Imagen referencial de la eutanasia. / Pexels.
Imagen referencial de la eutanasia.

La decisión sobre la propia muerte implica dilemas morales de difícil resolución. No se debe buscar un consenso moral sobre la valorización de las circunstancias en las que la vida humana mere ce tal nombre.

Vuelve el debate sobre la muerte digna y la eutanasia

Casi veinte años después de la muerte de Ramón Sampedro, el reciente suicidio de José Antonio Arrabal, afectado por la grave dolencia de la ELA, colocó en el primero plano de la atención mediática el viejo debate sobre la eutanasia.

Una sociedad democrática no puede dar la espalda al problema del derecho a una muerte digna de las personas que, como consecuencia de una dolencia terminal o incapacitante, de un accidente o de cualquier otra circunstancia, arrastran una existencia que según sus criterios no paga la pena ser vivida. No es justo ni humano que la sociedad ignore el sufrimiento que llevan asociadas las dolencias irreversibles o las penalidades de una vida de postración absoluta. Si los derechos humanos constituyen una referencia básica del ordenamiento social, no se puede impedir que las personas que padecen esas situaciones puedan decidir -si esa es su voluntad libremente expresada- dar por finalizada su existencia.

No estamos hablando de una decisión irreflexiva, adoptada en un momento de desesperación o de depresión aguda. Se trata de mostrar el mayor respeto a la voluntad de unas personas que asumen cabalmente la decisión de ser dueñas de sus destinos, también a la hora de la muerte. Si la libertad consiste en que las personas puedan decidir con el mínimo de condicionamiento y presiones las opciones trascendentales de sus vidas, esa misma libertad debe hacerse extensiva a poder decidir la muerte cuando, debido a circunstancias obviamente no elegidas, la vida no puede ser soportada por más tiempo.

Ciertamente, la decisión sobre la propia muerte implica dilemas morales de difícil resolución. No se debe buscar un consenso moral sobre la valorización de las circunstancias en las que la vida humana merece tal nombre. Tal acuerdo no es posible ya que supondría una uniformidad en cuestiones que la pluralidad ideológica y de creencias existente en nuestra sociedad hace inviable.

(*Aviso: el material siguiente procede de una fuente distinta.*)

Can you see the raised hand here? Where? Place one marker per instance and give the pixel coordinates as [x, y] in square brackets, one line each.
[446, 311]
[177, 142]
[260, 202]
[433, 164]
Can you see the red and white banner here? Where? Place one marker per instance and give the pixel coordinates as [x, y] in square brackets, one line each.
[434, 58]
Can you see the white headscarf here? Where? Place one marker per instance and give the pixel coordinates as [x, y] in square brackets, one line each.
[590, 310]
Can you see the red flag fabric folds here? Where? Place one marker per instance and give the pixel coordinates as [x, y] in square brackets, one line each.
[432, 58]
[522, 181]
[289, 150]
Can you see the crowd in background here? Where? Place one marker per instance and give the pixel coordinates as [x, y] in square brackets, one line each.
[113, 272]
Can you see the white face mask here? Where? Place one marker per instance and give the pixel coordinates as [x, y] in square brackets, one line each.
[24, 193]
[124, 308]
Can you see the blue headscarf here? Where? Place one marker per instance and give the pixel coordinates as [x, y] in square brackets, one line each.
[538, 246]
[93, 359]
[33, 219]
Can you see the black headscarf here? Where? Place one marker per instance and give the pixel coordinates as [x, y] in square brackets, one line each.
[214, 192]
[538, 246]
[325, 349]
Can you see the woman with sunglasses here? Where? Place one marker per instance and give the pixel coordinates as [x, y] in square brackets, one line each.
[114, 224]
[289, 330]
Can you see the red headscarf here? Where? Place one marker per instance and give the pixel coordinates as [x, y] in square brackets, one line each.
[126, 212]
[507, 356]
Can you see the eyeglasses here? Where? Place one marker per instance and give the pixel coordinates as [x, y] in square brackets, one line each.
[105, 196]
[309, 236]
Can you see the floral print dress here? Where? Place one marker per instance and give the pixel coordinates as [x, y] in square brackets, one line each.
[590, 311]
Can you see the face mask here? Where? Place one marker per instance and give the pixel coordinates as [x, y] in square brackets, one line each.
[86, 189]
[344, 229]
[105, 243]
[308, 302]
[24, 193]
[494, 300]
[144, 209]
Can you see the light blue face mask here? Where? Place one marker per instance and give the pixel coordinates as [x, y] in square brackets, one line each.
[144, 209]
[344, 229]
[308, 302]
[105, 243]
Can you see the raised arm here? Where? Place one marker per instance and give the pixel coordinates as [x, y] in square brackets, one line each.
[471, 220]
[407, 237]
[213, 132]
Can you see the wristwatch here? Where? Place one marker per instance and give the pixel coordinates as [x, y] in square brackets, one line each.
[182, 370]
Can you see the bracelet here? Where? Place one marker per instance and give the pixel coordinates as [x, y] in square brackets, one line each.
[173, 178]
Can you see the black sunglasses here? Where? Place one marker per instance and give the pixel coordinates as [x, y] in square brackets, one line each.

Por eso, un criterio fundamental de funcionamiento de un cuerpo social permisivo y tolerante con la diversidad debe ser que aquellas decisiones que alcanzan a lo más hondo de nuestras opciones morales sean adoptadas de manera libre por cada persona. Y, en este sentido, no hay decisiones mas graves que las que se refieren a la vida y a la muerte.

Resultan comprensibles las dificultades para establecer una buena reglamentación del derecho a una muerte digna. Obviamente, la permisividad no puede ser utilizada para condicionar la voluntad de los enfermos, bien sea por sus familiares, bien sea por el personal sanitario. También deben existir garantías para evitar una utilización inadecuada de ese derecho que pretenda eliminar la carga que suponen -para el entorno familiar y el propio sistema sanitario- los enfermos completamente incapacitados o en fase terminal. En este campo, no puede haber la más mínima ambigüedad sobre de la necesidad de salvaguardar, por parte de los poderes públicos, las vidas de las personas más débiles y necesitadas de atención.

Sea cual sea la reglamentación legal pertinente para conseguir dichas garantías, sigue siendo imprescindible encarar expresamente el derecho a una muerte digna, una vez que las personas afectadas decidieron que esa es la única liberación que pueden esperar como final de una existencia que para ellas es la negación de la vida que no pudieron disfrutar.

En los años transcurridos desde la muerte de Ramón Sampedro, las mayorías parlamentarias del PP y del Partido Socialista no fueron capaces de promover la normalización legal de la eutanasia. En algunos casos argumentaron que no figuraba en su programa electoral. En otros momentos afirmaron que no constituía una prioridad para la opinión pública o que la sociedad no estaba madura para abrir el debate y aprobar la correspondiente normativa.

Creo que no estamos ante un problema de madurez ni de falta de reflexión de la mayoría social sobre este tema.Hay encuestas del CIS que certifican una receptividad muy amplia entre la población consultada.La inhibición de esas formaciones políticas tiene su origen en el miedo a la reacción que el tratamiento legal de esta cuestión puede suscitar en los sectores más conservadores y, singularmente, en la jerarquía de la Iglesia católica. Veremos si la decisión tomada por José Antonio Arrabal contribuye a remover estos viejos obstáculos.